In The Souls of Black Folk, Du Bois uses allusions to the Platonic Socrates to reconfigure the soma-sema dialectic between body and soul. As Cowherd 2003 has shown, Du Bois gives this metaphysical and broadly social concept a sharply racial overlay. It is not simply that everyone’s soul is trapped in its body or that this recognition should make us value the disembodied and eternal over the corporeal and ephemeral; rather, Du Bois adds that the souls of black people are also trapped by the social structures and physiognomic stereotypes of American racism. In this paper, I put Du Bois’s adaptation of this Platonic theory into conversation with his comments in Souls about a “riddle of existence” (2008: 58) or “riddle of the world” (73) and analyze this combination via the biopolitical theory of Agamben.
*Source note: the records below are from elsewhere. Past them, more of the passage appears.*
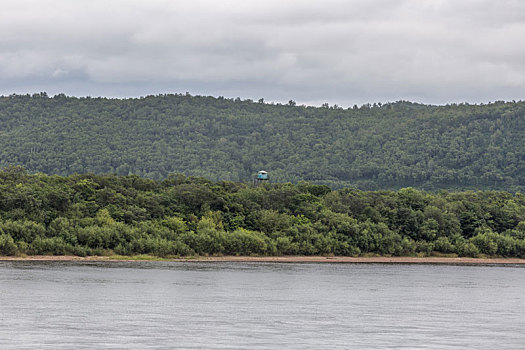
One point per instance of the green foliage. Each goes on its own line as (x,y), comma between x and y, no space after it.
(181,216)
(387,146)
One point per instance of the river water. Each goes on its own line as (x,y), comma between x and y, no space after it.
(167,305)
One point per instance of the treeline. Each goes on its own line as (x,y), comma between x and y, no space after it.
(379,146)
(181,216)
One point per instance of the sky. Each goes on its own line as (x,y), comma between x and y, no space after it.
(342,52)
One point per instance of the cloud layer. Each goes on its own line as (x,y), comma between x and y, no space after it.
(334,51)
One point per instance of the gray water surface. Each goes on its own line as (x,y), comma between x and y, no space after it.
(166,305)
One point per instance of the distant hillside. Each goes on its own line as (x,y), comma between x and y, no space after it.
(381,146)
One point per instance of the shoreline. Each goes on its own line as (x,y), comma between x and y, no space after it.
(277,259)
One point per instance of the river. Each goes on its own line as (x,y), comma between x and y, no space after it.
(196,305)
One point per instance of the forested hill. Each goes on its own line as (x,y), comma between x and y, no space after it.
(386,146)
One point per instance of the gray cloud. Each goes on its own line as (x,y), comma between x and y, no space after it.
(344,52)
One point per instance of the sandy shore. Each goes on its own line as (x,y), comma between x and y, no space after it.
(284,259)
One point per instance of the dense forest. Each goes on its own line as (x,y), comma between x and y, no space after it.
(181,216)
(379,146)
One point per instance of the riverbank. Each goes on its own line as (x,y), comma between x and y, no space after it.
(277,259)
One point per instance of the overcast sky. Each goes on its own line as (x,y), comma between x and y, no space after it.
(336,51)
Du Bois arranges his version of the Socratic quest for self-knowledge (including the soma-sema condition) with a contrapuntal theme drawn from Oedipus’s riddle (compare Hubbard 2001). The Theban and Egyptian sphinxes again allow him to draw contemporary racial politics into the mix, and the transformation of a quest into a riddle shows that the Delphic injunction to “know yourself” now involves not just the hard work of Socratic discourse but also the riddle-master’s ability to see the world differently. As when Diogenes the Cynic presented Plato with a plucked chicken to confound the definition of man as a featherless biped that Socrates developed in Statesman (Diog. Laert. 6.40), modern inflections of the anthropological riddle demand that layers of cultural sediment be scraped away. Would the Theban sphinx have accepted “[wo]man” or “[black] man” as a viable answer? In Souls, Du Bois shows (even in his fierce responses to Booker T. Washington) that better answers to the sphinx’s riddle will emerge not just from an individual’s careful thinking but from a broad social movement leading to the moment when “America shall rend the Veil” (2008: 176) that keeps us engaging with shadows on the wall.
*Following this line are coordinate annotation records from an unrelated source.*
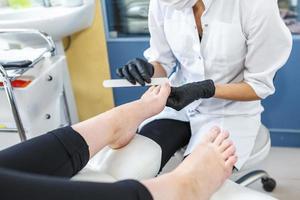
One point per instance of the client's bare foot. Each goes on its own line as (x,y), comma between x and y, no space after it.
(128,117)
(201,174)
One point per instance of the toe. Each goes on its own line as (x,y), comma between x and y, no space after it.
(221,137)
(229,164)
(212,135)
(230,151)
(225,145)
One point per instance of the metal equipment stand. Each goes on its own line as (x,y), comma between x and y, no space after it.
(17,69)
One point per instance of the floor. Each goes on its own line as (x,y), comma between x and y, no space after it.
(283,164)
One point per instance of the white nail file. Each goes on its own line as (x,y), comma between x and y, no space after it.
(114,83)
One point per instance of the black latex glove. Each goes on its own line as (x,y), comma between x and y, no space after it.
(137,70)
(184,95)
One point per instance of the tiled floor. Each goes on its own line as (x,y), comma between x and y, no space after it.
(283,164)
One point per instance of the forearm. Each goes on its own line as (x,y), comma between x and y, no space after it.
(158,70)
(236,92)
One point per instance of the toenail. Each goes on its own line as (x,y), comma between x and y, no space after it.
(215,129)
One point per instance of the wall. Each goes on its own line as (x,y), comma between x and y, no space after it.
(88,66)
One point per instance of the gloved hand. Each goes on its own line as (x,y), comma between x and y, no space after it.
(184,95)
(137,70)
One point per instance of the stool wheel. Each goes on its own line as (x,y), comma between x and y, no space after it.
(269,184)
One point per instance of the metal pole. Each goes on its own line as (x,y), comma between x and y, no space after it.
(11,99)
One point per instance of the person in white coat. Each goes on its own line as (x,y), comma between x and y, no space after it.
(221,58)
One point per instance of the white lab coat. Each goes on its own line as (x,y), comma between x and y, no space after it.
(242,40)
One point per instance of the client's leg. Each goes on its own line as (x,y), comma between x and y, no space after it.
(118,126)
(201,174)
(65,151)
(197,178)
(170,135)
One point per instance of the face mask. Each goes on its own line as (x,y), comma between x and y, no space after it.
(180,4)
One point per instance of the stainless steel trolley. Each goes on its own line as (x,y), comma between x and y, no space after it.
(10,71)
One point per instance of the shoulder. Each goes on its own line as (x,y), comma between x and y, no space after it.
(258,7)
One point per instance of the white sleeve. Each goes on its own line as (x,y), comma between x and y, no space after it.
(269,44)
(159,49)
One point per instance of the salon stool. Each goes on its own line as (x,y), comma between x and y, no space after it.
(260,152)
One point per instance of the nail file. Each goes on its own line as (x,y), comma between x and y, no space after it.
(114,83)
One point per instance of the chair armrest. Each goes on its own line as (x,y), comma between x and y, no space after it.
(17,65)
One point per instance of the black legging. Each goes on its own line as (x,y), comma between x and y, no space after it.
(40,169)
(170,134)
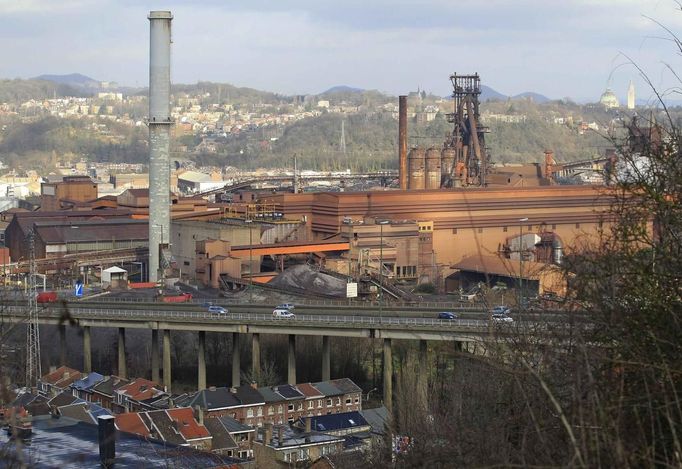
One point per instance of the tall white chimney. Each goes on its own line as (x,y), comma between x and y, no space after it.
(159,137)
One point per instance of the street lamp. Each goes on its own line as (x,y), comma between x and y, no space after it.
(521,249)
(381,266)
(249,221)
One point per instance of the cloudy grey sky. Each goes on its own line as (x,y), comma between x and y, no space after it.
(554,47)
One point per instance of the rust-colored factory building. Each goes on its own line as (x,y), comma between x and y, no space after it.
(472,221)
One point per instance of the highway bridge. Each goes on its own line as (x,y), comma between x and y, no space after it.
(386,324)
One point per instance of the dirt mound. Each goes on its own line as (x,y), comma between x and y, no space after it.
(302,278)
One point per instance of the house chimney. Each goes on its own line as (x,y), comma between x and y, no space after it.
(268,434)
(107,440)
(200,414)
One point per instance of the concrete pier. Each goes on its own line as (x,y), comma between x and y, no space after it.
(201,361)
(166,360)
(156,375)
(236,361)
(388,375)
(291,360)
(87,351)
(326,358)
(122,367)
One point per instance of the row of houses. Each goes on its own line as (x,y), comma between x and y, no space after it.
(276,425)
(248,404)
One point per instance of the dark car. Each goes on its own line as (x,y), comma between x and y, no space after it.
(447,315)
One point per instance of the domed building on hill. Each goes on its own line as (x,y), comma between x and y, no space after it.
(609,100)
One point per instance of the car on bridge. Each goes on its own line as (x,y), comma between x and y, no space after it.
(283,313)
(500,310)
(217,309)
(447,315)
(501,318)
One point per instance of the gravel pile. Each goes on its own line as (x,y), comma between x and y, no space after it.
(304,278)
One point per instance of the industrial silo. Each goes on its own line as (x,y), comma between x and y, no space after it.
(432,163)
(447,160)
(416,163)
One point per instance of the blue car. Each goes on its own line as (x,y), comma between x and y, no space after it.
(447,315)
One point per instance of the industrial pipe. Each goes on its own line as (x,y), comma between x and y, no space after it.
(402,140)
(159,136)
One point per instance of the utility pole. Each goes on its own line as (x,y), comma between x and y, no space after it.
(33,369)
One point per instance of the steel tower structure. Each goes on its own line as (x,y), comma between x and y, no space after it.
(33,368)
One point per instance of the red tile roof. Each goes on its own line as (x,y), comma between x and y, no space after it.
(140,389)
(188,426)
(309,391)
(61,377)
(132,423)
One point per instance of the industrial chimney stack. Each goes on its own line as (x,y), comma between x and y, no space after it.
(402,140)
(159,137)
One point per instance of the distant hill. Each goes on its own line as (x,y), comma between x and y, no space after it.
(489,94)
(74,79)
(342,89)
(536,97)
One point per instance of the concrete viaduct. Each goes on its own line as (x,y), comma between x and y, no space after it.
(323,321)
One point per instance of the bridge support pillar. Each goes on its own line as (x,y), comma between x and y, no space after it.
(326,358)
(155,356)
(255,358)
(422,377)
(201,355)
(388,375)
(122,368)
(62,344)
(291,360)
(87,350)
(236,360)
(166,360)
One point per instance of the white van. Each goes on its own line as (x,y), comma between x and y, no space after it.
(283,313)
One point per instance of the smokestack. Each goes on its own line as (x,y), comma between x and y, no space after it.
(107,440)
(159,136)
(402,140)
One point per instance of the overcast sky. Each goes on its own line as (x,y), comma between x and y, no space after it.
(554,47)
Agamben helps refine this approach, because he asserts (following Foucault) that sovereign power is predicated on the control of biological life (i.e. “bare life” or zoê, as opposed to a “way of life” or bios). The violent attenuation of life to bare life, as effected by systems of domination such as that of American slavery, amounts to the inversion of sovereign power, which “realizes itself by simply taking away its own potentiality not to be” (1995: 46). In his early work, Agamben often seems to envision such systems in purely explosive terms, such that he laments that revolutionary and sovereign actions cannot be adequately distinguished (1995: 43). Yet Du Bois’s arguments highlight both the applicability and shortcoming of such thinking. For many years in America, the black, African body certainly constituted a “state of exception” that stripped such bodies of their humanity, but the violent imposition of sovereign power that concluded the Civil War certainly did not put any sharp or definitive end to that culture. Rather, the progress that has been made in terms of racial politics has been a protracted process.
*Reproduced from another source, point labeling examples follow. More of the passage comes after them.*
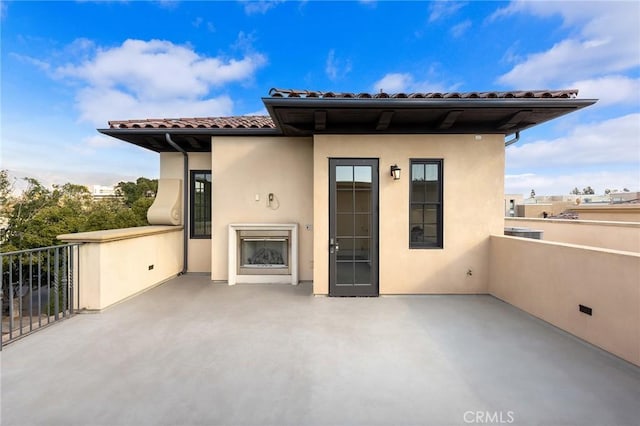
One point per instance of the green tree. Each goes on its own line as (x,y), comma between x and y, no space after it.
(133,191)
(37,216)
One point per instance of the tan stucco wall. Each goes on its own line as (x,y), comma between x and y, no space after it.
(473,209)
(117,264)
(244,167)
(171,167)
(610,235)
(549,280)
(622,213)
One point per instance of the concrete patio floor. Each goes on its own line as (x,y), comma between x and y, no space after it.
(190,352)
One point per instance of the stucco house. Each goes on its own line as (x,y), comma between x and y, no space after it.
(363,194)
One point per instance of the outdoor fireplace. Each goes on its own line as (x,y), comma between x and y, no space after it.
(263,253)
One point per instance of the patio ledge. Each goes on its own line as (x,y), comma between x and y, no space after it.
(117,234)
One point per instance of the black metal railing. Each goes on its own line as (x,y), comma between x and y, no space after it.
(38,288)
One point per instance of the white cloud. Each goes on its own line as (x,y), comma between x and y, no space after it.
(100,141)
(154,79)
(610,90)
(458,30)
(43,65)
(562,184)
(336,68)
(605,41)
(262,111)
(615,141)
(443,9)
(405,83)
(252,7)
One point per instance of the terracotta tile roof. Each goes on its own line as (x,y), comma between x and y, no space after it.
(235,122)
(555,94)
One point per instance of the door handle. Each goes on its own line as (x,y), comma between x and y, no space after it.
(333,246)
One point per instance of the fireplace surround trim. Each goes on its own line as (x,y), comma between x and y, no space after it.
(289,278)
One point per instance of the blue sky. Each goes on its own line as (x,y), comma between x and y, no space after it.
(69,67)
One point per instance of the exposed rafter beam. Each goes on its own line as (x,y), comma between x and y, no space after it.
(384,120)
(154,142)
(320,119)
(515,119)
(450,118)
(193,142)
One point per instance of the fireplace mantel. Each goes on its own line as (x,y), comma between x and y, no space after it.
(290,278)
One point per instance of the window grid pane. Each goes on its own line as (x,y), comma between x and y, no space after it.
(200,204)
(425,212)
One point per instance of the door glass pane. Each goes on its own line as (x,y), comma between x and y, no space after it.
(344,225)
(344,273)
(361,249)
(432,184)
(362,201)
(362,273)
(417,172)
(345,249)
(362,226)
(344,201)
(417,191)
(344,173)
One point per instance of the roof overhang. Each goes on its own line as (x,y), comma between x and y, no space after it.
(190,140)
(308,116)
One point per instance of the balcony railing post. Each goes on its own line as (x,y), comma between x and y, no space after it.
(17,283)
(65,281)
(11,298)
(56,283)
(71,289)
(1,300)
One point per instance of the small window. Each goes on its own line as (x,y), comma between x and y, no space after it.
(200,211)
(425,209)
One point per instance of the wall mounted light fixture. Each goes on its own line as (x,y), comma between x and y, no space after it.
(395,172)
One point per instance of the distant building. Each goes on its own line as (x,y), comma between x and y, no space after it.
(617,206)
(100,191)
In more recent work, Agamben has described an “anthropological machine” (2004) that affirms and denies the personhood of certain humans. Du Bois’s description of riddling toward knowledge in Souls shows how this anthropological machinery can be adjusted without wholly remaking society in a cataclysmic moment, such as that which brought an end to the biopolitical horrors of the Nazi camps. Du Bois demonstrates that biopolitical order can be challenged, reimagined, and reconfigured by insisting that we view the condition of bare life as a contested space (an idea suggested, in different terms, by Ziarek 2012). Even where his specific hopes for society have not been realized, his creative presentation of new perspectives on classical models and American racial politics have contributed to the goal of dismantling any racial foundation for contemporary anthropological machinery.